Şeker hastalığında sertleşme probleminin yanı sıra orgazm hissinde azalma, haz alamama, mesaneye doğru geri boşalma veya gecikmiş boşalma problemleri de görüldüğünü sözlerine ekleyen Prof. Dr. Hattat: “Tüm bunların yanında idrar yolu enfeksiyonu riski arttığından, prostat enfeksiyonu riski de çoğalıyor.  Bunlar da idrar sorunları ve dolaylı olarak cinsel problemlere yol açıyor.  Bu nedenle şeker hastalığı olan erkeklerin kan şeker seviyelerini kontrol altında tutmaları kalp-damar ve beyin sistemi kadar cinsel fonksiyonlarına da yardımcı oluyor. Sertleşme kusuru ile birlikte olabilen ve yine şeker hastalarında sık görülebilen bir hastalık da 'Peyroni hastalığı'. Bu hastalıkta penis sertleşmeye başladığında peniste eğrilme/bükülme, ağrı olabiliyor. Bir süre sonra peyroni hastalarında da sertleşme kusuru ortaya çıkabiliyor. Bu hastalarda ilk önce ilaç tedavisi ve ESWT şok dalga tedavisi deniyoruz” dedi.

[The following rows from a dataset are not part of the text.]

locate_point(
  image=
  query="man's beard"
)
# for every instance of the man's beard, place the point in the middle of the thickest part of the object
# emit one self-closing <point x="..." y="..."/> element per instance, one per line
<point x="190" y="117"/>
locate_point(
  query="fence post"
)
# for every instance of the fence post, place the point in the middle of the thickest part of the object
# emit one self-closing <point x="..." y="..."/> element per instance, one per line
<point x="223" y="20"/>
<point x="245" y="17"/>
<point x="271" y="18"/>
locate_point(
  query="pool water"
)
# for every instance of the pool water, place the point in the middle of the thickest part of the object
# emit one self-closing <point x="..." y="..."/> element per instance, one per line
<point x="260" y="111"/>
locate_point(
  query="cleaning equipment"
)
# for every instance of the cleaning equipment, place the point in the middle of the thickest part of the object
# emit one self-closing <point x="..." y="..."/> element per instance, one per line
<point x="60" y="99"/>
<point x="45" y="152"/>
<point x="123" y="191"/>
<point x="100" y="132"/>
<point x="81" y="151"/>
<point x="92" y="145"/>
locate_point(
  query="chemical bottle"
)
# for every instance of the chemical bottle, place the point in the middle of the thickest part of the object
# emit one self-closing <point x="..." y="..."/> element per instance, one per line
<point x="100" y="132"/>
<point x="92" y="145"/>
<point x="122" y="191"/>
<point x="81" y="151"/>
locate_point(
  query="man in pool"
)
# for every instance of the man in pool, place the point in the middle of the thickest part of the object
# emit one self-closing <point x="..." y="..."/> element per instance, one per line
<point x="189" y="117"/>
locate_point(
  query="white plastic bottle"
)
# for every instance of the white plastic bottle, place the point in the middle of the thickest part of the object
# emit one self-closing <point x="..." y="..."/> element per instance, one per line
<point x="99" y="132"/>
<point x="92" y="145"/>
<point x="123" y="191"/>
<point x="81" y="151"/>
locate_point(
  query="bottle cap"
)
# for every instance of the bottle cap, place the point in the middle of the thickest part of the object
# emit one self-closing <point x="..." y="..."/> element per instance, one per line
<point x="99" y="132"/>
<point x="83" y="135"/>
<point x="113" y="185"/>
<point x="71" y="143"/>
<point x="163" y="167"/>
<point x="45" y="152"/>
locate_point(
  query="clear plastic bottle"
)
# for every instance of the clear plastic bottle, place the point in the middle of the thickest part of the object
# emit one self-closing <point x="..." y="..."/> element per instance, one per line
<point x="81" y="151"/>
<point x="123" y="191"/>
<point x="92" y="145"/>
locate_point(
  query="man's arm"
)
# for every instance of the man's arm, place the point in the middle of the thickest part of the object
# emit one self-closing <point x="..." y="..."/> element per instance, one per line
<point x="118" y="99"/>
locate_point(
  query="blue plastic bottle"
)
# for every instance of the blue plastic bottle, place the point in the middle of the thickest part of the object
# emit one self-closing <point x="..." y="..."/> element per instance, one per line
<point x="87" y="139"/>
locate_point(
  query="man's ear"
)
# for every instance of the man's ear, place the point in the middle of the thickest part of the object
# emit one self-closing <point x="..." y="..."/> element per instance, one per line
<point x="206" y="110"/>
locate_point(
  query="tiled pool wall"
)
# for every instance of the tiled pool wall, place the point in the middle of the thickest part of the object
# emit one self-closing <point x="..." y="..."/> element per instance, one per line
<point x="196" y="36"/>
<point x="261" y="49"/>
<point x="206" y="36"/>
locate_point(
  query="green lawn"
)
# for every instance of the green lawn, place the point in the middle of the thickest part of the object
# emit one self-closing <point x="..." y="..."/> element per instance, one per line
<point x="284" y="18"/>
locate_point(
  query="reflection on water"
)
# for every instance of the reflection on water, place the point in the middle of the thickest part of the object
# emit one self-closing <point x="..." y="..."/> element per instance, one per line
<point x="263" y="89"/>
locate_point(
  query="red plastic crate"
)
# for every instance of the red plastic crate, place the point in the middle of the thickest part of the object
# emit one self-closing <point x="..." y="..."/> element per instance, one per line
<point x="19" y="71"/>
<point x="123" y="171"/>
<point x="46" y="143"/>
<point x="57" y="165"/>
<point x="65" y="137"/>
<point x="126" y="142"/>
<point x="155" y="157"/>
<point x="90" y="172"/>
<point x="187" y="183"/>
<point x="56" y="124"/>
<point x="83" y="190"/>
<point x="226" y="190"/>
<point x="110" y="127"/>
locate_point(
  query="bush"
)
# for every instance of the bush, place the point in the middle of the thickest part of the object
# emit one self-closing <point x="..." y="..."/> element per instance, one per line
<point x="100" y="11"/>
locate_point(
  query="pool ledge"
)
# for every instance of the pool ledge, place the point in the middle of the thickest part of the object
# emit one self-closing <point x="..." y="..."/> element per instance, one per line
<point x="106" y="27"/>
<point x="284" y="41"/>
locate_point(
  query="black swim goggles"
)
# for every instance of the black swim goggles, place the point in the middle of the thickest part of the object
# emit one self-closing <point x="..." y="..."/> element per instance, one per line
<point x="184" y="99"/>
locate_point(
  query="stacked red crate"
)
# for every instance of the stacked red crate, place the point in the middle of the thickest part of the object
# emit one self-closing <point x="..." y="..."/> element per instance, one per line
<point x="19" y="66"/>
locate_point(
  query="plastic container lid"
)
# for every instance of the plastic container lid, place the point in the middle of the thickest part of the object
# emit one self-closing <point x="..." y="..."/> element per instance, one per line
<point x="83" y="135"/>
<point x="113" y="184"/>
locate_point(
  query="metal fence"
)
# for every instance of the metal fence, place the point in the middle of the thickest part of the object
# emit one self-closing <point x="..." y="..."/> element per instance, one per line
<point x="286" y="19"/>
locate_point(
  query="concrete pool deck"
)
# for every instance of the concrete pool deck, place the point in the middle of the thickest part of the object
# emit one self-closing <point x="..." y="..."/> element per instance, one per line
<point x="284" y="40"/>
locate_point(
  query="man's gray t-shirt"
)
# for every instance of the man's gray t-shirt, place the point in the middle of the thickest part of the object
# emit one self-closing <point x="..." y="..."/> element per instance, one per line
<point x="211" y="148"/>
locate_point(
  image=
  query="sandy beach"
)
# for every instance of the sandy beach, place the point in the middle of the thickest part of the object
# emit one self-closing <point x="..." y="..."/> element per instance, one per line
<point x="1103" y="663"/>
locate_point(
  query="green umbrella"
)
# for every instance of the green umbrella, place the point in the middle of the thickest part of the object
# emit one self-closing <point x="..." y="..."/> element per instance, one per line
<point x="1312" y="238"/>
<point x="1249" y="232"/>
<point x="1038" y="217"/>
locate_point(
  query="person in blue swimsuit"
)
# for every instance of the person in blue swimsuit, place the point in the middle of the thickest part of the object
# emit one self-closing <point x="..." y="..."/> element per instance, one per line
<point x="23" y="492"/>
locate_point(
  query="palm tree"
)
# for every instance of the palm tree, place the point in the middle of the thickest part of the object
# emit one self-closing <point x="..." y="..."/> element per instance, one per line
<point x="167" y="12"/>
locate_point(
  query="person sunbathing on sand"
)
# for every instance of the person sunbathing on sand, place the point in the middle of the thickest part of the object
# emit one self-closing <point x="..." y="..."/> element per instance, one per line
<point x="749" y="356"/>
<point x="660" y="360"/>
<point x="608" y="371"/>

Kadınlarda şeker hastalığının cinsel sağlığı üzerinde yarattığı en önemli etkinin ise enfeksiyonlara yol açması olduğunu belirten Prof. Dr. Hattat tedavi hakkında da önerilerde bulunarak sözlerini şöyle noktaladı:

"Vajinal enfeksiyonlar ve üriner sistem enfeksiyonlarına özellikle kan şekerinin yüksek olduğu dönemlerde daha sık rastlıyoruz. Bir diğer önemli sorun da vajinal kuruluktur. Nöropati bazı kadınlarda vajinal kayganlığı bozuyor bu da cinsel ilişkiyi ağrılı kılıyor ve isteği azaltıyor. Hastanın kendisini sürekli yorgun ve halsiz hissetmesi de cinsel aktiviteyi zorlaştırıyor. Cinsel fonksiyon sorunu bir kere tespit edildikten sonra çeşitli muayeneler ve testlerle sorunun gerçek sebebi yani psikolojik kökenli mi yoksa fiziksel kökenli mi olduğu bulunabiliyor. Doğru tedavi yapabilmek için önce doğru tanı koymak gerekir. Daha sonra sorunun sebebine ve derecesine bağlı olarak gerek organik faktörleri düzeltiyoruz gerekse psikolojik destek ile şeker hastalığının yarattığı stres ve olumsuzlukları ortadan kaldırıyoruz.”